X – array-like, shape=(n_columns, n_samples,) training data.

Returns

array, shape=(n_samples, n_classes) the predicted data

class sklego.meta.DecayEstimator(model, decay: float = 0.999, decay_func='exponential')[source]

Bases: sklearn.base.BaseEstimator

Morphs an estimator suchs that the training weights can be adapted to ensure that points that are far away have less weight. Note that it is up to the user to sort the dataset appropriately. This meta estimator will only work for estimators that have a “sample_weights” argument in their .fit() method.

The DecayEstimator will use exponential decay to weight the parameters.

w_{t-1} = decay * w_{t}

fit(X, y)[source]

Fit the data after adapting the same weight.

Parameters

  • X – array-like, shape=(n_columns, n_samples,) training data.

  • y – array-like, shape=(n_samples,) training data.

Returns

Returns an instance of self.

predict(X)[source]

Predict new data.

Parameters

X – array-like, shape=(n_columns, n_samples,) training data.

Returns

array, shape=(n_samples,) the predicted data

score(X, y)[source]
class sklego.meta.EstimatorTransformer(estimator, predict_func='predict')[source]

Bases: sklearn.base.TransformerMixin, sklearn.base.MetaEstimatorMixin, sklearn.base.BaseEstimator

Allows using an estimator such as a model as a transformer in an earlier step of a pipeline

Parameters

  • estimator – An instance of the estimator that should be used for the transformation

  • predict_func – The function called on the estimator when transforming e.g. (predict, predict_proba)

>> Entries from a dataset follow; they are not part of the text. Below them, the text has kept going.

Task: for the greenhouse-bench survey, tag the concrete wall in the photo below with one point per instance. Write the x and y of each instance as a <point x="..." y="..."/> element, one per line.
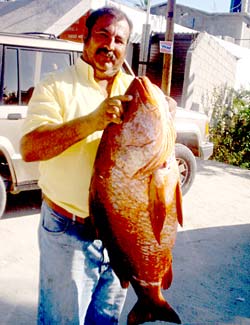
<point x="208" y="66"/>
<point x="233" y="25"/>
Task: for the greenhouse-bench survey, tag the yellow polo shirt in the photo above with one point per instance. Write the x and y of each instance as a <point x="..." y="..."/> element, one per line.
<point x="62" y="97"/>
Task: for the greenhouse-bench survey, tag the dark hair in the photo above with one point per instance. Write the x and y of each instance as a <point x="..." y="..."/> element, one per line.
<point x="107" y="11"/>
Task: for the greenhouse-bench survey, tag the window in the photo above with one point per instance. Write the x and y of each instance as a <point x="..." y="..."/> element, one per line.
<point x="36" y="65"/>
<point x="24" y="68"/>
<point x="10" y="87"/>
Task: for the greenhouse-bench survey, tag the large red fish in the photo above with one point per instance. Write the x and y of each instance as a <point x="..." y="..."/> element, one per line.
<point x="135" y="199"/>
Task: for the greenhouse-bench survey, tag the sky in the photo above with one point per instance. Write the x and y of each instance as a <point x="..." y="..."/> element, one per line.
<point x="205" y="5"/>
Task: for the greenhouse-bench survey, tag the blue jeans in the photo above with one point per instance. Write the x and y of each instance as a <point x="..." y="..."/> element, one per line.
<point x="77" y="284"/>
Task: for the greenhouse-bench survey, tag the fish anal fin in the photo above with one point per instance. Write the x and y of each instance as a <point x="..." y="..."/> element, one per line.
<point x="179" y="204"/>
<point x="151" y="311"/>
<point x="157" y="203"/>
<point x="167" y="278"/>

fit(X, y, **kwargs)[source]

Fits the estimator

transform(X)[source]

Applies the predict_func on the fitted estimator.

Returns array of shape (X.shape[0], ) if estimator is not multi output. For multi output estimators an array of shape (X.shape[0], y.shape[1]) is returned.

sklego.meta.GroupedEstimator(*args, **kwargs)[source]
class sklego.meta.GroupedPredictor(estimator, groups, shrinkage=None, use_global_model=True, check_X=True, **shrinkage_kwargs)[source]

Bases: sklearn.base.BaseEstimator

Construct an estimator per data group. Splits data by values of a single column and fits one estimator per such column.

Parameters

  • estimator – the model/pipeline to be applied per group

  • groups – the column(s) of the matrix/dataframe to select as a grouping parameter set

  • shrinkage

    How to perform shrinkage. None: No shrinkage (default) {“constant”, “min_n_obs”, “relative”} or a callable * constant: shrunk prediction for a level is weighted average of its prediction and its

    parents prediction

    • min_n_obs: shrunk prediction is the prediction for the smallest group with at least

      n observations in it

    • relative: each group-level is weight according to its size

    • function: a function that takes a list of group lengths and returns an array of the

      same size with the weights for each group

  • use_global_model – With shrinkage: whether to have a model over the entire input as first group Without shrinkage: whether or not to fall back to a general model in case the group parameter is not found during .predict()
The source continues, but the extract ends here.